GDP is the standard measure of a country’s economic size and activity, representing the total value of all final goods and services produced within a specific time period, usually a quarter or a year.
A ZimStat breakdown of Zimbabwe’s provincial GDP numbers indicates that the size of the country’s economy expanded in 2024, despite the negative impact of the devastating El Niño-induced drought on agriculture, a key economic sector for the country, along with manufacturing, mining and tourism.
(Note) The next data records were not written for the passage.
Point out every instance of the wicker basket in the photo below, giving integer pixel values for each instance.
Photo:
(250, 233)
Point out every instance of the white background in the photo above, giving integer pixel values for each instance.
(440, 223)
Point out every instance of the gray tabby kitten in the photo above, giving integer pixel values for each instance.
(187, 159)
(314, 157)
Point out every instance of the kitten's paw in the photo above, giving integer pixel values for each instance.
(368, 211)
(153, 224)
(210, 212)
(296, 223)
ZimStat data from the 2024 Economic Census, presented in Harare on Monday, highlighted the diversification of economic activity across the country.
Harare topped the latest provincial GDP rankings at ZiG15,59 billion, while Bulawayo was in second place at ZiG8,89; all figures at constant prices.
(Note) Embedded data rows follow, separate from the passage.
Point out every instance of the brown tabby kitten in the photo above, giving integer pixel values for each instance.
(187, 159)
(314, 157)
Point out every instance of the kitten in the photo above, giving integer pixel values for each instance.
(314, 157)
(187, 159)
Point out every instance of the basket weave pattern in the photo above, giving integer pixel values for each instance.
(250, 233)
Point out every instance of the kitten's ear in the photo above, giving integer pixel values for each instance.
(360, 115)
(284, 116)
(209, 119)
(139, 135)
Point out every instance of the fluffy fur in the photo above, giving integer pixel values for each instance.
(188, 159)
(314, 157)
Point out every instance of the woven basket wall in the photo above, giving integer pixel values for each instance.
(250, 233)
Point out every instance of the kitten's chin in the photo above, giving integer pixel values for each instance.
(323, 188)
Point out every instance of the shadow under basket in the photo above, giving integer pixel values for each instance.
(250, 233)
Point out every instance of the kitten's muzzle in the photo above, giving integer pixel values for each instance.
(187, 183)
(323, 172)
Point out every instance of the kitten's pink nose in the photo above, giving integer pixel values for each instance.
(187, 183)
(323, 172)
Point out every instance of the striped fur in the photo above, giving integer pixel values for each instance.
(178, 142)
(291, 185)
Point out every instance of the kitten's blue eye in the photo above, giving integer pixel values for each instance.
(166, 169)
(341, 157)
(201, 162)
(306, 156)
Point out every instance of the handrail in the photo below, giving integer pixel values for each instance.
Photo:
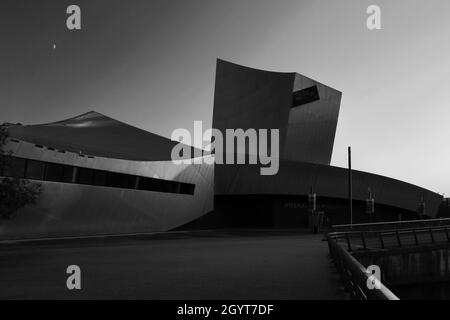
(355, 276)
(428, 222)
(372, 239)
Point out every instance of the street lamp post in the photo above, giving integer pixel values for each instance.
(350, 191)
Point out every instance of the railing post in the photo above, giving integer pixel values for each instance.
(381, 239)
(363, 239)
(432, 236)
(398, 238)
(415, 237)
(349, 245)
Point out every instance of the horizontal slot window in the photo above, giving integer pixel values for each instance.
(35, 170)
(48, 171)
(305, 96)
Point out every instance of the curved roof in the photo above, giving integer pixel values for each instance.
(93, 133)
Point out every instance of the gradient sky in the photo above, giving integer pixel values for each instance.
(152, 64)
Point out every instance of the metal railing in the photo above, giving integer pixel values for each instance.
(391, 225)
(390, 239)
(355, 276)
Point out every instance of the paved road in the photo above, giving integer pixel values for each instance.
(188, 265)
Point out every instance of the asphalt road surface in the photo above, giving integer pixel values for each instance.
(184, 265)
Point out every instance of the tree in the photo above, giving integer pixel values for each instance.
(15, 192)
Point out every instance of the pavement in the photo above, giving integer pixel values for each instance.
(238, 264)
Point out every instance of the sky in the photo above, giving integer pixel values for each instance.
(152, 64)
Calculating GDP at constant prices means that the value of goods and services produced in an economy is measured using the prices from a specific, unchanging base year.
This is also known as Real GDP.
The prices used to value all goods and services remain fixed at the level they were in a chosen reference year (the base year).
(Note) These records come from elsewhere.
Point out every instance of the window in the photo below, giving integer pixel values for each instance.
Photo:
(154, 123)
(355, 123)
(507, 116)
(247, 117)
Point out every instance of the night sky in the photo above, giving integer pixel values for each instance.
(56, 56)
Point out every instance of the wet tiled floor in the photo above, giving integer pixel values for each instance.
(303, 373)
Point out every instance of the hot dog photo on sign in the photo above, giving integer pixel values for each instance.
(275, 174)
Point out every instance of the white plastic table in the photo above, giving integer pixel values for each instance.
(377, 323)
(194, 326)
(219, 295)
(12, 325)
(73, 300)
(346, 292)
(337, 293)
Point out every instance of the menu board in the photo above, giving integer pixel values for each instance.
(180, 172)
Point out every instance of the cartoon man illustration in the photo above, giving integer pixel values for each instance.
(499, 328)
By holding prices constant, this calculation removes the effect of changes in the general price level (inflation or deflation). The only factor that can cause GDP at constant prices to increase or decrease is a change in the quantity (or volume) of goods and services produced.
According to ZimStat’s 2023 prices, the Midlands Province was a close third with ZiG8,07 billion, representing 11,7 percent of the country’s total GDP.
Mashonaland West was classified as the fourth-wealthiest province, at ZiG7,40 billion, representing 10,8 percent of the country’s total GDP value.
At ZiG6,87 billion, Manicaland took fifth position, followed by Masvingo’s ZiG4,95 billion, Mashonaland East ZiG4,80 billion, Mashonaland Central ZiG4,49 billion, Matabeleland North ZiG4,48 billion, and Matabeleland South ZiG3,20 billion.
“Taken together, these numbers showed a more balanced national economy,” said Namatai Maeresera, an economic analyst. “Harare was still leading, but provinces such as Midlands, Matabeleland North and Mashonaland West proved that Zimbabwe’s growth was spreading outwards.”
Harare’s GDP grew by 2,8 percent from ZiG15,17 billion in 2023 to ZiG15,59 billion in 2024.
Its economy is anchored by manufacturing, which contributed 22,2 percent, wholesale and retail trade at 16,3 percent and financial and insurance activities, which accounted for 15,9 percent.
Public administration added 4,8 percent to the capital’s economy.
“Harare’s industrial recovery was a highlight in 2024,” said Dr Nxaba Ndiweni, an industrialist.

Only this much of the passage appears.